Drones Now Deliver Food in New Jersey Suburbs
A three-month pilot program launched in Green Brook, New Jersey, bringing food orders to doorsteps by drone instead of car. Residents within 2.5 miles can now get meals faster without paying extra fees.
Imagine ordering dinner and watching a drone lower your meal into your front yard instead of waiting for a car to pull up. That future just arrived in Green Brook, New Jersey, where Grubhub launched the state's first drone delivery pilot program on March 18.
The three-month test serves residents within 2.5 miles of a Wonder kitchen location that prepares food from 15 different restaurants. The best part? There's no extra charge to choose the drone option over traditional delivery.
Here's what makes this exciting. Drones don't sit in traffic, wait at red lights, or search for parking spots. They fly directly to your location using pre-approved routes, which means your food could arrive noticeably faster than usual.
The technology powering these deliveries comes from Dexa, a company specializing in autonomous systems. These aren't toy drones. They're FAA-certified aircraft built specifically for commercial delivery, complete with secure communication systems and controlled tether drop-offs.
Trained staff carefully package and secure each order before the drone takes off. Customers can track their delivery in real time through the Grubhub app, just like any other order. The only difference is watching your meal descend from the sky instead of a driver walking to your door.
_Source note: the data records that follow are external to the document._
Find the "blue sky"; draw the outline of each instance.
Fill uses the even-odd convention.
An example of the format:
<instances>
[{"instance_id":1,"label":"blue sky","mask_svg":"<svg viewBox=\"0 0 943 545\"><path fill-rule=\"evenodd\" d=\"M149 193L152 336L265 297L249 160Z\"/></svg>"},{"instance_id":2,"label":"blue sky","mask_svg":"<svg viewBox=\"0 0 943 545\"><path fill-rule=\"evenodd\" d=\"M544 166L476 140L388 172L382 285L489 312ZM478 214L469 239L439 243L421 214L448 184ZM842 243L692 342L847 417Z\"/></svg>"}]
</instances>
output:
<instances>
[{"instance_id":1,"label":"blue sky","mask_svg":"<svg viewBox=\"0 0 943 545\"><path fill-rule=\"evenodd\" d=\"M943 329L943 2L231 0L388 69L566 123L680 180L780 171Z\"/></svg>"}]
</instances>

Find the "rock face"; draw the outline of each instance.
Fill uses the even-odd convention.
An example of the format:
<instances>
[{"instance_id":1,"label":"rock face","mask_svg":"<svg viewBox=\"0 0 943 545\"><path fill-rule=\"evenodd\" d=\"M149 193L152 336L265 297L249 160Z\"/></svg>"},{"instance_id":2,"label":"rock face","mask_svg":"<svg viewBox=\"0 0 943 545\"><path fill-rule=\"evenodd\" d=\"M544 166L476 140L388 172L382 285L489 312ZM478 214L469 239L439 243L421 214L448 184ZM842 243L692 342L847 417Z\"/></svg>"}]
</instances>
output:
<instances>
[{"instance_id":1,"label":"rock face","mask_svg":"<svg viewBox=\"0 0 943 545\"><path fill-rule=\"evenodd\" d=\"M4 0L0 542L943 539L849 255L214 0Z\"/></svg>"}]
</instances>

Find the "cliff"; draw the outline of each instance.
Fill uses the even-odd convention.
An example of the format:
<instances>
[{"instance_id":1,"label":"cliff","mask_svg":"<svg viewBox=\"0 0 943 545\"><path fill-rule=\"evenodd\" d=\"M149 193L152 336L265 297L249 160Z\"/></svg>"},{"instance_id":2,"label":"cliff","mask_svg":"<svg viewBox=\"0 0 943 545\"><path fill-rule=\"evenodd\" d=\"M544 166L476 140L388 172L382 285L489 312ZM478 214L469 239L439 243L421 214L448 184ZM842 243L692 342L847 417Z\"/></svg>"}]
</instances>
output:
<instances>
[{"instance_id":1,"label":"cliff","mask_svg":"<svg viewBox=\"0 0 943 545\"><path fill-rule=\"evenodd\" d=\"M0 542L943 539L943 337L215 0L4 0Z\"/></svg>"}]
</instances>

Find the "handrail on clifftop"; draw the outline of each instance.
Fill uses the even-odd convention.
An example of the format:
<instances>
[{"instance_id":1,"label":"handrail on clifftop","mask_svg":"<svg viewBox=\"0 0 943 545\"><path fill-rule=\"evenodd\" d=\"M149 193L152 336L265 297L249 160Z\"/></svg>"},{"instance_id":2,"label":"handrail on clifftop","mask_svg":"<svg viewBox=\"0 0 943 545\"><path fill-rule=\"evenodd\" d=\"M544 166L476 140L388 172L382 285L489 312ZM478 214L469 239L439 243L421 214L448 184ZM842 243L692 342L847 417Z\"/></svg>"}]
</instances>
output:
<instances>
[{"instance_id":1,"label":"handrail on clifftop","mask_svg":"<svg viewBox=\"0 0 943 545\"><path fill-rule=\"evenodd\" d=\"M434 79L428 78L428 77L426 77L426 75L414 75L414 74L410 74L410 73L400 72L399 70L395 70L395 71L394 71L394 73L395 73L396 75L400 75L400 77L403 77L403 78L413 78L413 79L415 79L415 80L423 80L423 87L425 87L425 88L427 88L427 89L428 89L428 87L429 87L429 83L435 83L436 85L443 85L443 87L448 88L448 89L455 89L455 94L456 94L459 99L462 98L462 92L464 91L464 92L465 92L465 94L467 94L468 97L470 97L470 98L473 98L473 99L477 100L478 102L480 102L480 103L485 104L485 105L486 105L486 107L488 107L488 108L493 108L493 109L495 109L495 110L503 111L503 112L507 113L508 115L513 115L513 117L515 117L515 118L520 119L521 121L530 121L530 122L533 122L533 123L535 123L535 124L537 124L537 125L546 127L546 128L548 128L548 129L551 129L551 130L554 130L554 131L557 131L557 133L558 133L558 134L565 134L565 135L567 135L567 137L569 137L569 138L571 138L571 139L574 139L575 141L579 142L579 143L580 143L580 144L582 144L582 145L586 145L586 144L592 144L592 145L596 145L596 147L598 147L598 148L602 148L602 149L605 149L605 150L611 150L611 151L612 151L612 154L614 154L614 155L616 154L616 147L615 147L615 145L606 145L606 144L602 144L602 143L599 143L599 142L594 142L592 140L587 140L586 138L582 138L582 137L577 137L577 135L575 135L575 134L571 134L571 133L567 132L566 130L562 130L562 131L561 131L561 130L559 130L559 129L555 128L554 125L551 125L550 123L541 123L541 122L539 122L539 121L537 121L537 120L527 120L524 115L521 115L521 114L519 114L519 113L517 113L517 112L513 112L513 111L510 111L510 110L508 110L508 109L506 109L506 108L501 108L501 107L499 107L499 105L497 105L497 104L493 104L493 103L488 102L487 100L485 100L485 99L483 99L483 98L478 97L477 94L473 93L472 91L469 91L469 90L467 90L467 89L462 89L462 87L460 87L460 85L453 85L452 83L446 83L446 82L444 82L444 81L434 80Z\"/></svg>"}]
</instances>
This program builds on tests already happening across the country. Companies like Wing have been running similar pilots in other states, and early adopters love it. One Virginia couple in their 80s has placed over 1,150 drone deliveries since 2019, calling it "one of the funnest things that ever happened to us."
The Ripple Effect
This small pilot program represents something bigger than convenient dinner deliveries. It's testing whether autonomous technology can reliably serve suburban communities while reducing delivery costs and environmental impact.
As more companies explore drone delivery, the lessons learned in Green Brook could shape how millions of Americans receive goods in the future. Success here means faster service, lower emissions from fewer cars on the road, and new possibilities for reaching areas where traditional delivery struggles.
The technology is also opening doors beyond food. The same systems being tested today could eventually deliver medicine, packages, and emergency supplies to people who need them quickly.
Even if you don't live in New Jersey, this test matters because it's helping answer real questions about safety, efficiency, and public acceptance of autonomous delivery.
This three-month program will show whether drone delivery can become a normal part of everyday life, not just a futuristic novelty.